À 20 heures, nouveau coup de sonnette. La fille du juge Petit se précipite. C'est son frère. Elle a le temps de lui murmurer quelques mots et de le repousser. Quelques minutes plus tard, les gangsters, inquiets, vont tenter de fuir, emmenant en otage le gendre du juge. Mais déjà l'immeuble est cerné par la police. Dans la confusion de la fusillade, l'otage se libère. L'un des bandits est maîtrisé. L'autre s'enfuit, non sans avoir crié à un agent : « Tu ne me reconnais pas ? Je suis Mesrine ! »
Lettre ouverte
L'homme arrêté s'appelle Jean-Luc Coupé. Par lui, la police apprendra les adresses de deux planques parisiennes de Mesrine où seront découvertes des traces du séjour du gangster.
Quelques jours plus tard, par l'intermédiaire d'un quotidien parisien, Mesrine adresse au commissaire Devos, chef de la brigade de répression du banditisme, une lettre ouverte où il reprend longuement ses arguments contre les quartiers de haute surveillance.
Peu à peu, les révélations de Jean-Luc Coupé permettent de reconstituer la vie de Mesrine depuis son évasion. Les policiers savent maintenant que, grâce à la chirurgie esthétique, le gangster a complètement changé de visage. On apprend que Mesrine a vécu à Londres et qu'il a eu l'audace d'écrire à son logeur « qu'il enverrait prendre ses vêtements, mais qu'il lui faisait cadeau de la vaisselle ». Enfin, la police identifie la jeune femme qui a partagé la vie du gangster depuis son évasion : Sylvie Jeanjacquot, 28 ans, brune, née à Paris.
Le 3 janvier, Libération publie à son tour une interview de Mesrine. Celui-ci raconte avec complaisance ses derniers exploits et surtout précise qu'il avait eu l'intention d'exécuter le juge Petit, qui l'avait condamné à 20 ans de réclusion. « Ce n'était pas, écrit-il, une simple vengeance, c'était pour foutre un impact terrible. Le destin n'a pas voulu que je fasse cette erreur. »
Début mars, en Belgique, Interpol met la main sur François Besse, complice occasionnel de Mesrine, puisqu'ils avaient quitté la Santé ensemble. Mais il ne semble pas que cette complicité se soit poursuivie entre les deux hommes.
Quelques jours plus tard, un inspecteur de police, Jean-Bernard Vincent, est arrêté à la suite d'un hold-up. Dans certains milieux, on insinue que, lorsqu'il appartenait à la brigade antigang, il aurait tenu Jacques Mesrine au courant des développements de l'enquête ouverte après son évasion, lui permettant ainsi d'éviter facilement les pièges de la police. Ces bruits ont été formellement démentis par le commissaire Broussard qui poursuit ses investigations pour retrouver l'ennemi public numéro un.
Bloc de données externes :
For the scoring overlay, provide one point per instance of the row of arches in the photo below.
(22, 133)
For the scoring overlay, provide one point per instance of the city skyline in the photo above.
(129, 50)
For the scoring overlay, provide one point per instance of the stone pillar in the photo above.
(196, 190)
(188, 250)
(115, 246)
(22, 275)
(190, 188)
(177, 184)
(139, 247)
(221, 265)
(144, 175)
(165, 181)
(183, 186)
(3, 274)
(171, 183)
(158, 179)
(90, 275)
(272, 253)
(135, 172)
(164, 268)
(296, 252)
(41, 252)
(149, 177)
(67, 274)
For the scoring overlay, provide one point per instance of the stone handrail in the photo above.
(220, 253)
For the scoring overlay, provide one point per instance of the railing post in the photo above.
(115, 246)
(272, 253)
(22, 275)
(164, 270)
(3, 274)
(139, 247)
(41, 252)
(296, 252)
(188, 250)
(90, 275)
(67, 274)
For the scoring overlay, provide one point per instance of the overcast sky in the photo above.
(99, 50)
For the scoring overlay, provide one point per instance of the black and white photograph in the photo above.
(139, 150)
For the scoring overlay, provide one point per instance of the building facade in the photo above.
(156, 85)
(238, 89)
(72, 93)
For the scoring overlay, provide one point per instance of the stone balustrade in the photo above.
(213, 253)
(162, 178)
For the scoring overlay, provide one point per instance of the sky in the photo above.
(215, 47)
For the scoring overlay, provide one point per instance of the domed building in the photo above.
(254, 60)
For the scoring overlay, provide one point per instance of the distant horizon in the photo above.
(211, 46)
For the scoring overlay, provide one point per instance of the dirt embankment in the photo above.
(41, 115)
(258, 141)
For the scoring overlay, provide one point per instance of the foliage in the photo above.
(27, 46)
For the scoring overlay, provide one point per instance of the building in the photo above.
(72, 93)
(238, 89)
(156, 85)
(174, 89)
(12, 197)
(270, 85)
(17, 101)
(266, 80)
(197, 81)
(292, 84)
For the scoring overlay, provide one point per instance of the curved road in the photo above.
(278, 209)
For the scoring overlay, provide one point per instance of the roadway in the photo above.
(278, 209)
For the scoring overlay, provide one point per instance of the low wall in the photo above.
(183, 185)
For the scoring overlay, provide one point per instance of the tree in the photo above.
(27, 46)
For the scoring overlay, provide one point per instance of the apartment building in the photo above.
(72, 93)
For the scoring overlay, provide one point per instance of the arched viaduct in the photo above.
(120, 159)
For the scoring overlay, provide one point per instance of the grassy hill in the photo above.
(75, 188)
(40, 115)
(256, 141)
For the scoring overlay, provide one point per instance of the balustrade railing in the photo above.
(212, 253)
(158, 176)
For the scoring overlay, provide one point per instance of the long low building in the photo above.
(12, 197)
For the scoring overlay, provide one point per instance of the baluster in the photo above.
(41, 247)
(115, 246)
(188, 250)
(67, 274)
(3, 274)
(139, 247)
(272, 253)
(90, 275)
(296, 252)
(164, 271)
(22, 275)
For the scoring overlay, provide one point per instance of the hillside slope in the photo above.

Scandales dans les casinos
Au Ruhl, « rien ne va plus ». En, juillet 1978, au casino Ruhl de Nice, la petite phrase traditionnelle résume très bien la situation. 28 personnes viennent d'être inculpées : 15 croupiers, 5 chefs de table et 8 barons. On sait qu'en terme de jeu un baron est un compère. Motif de l'inculpation : vols de plaques, détournements de gains, fraudes diverses, complicité de recel.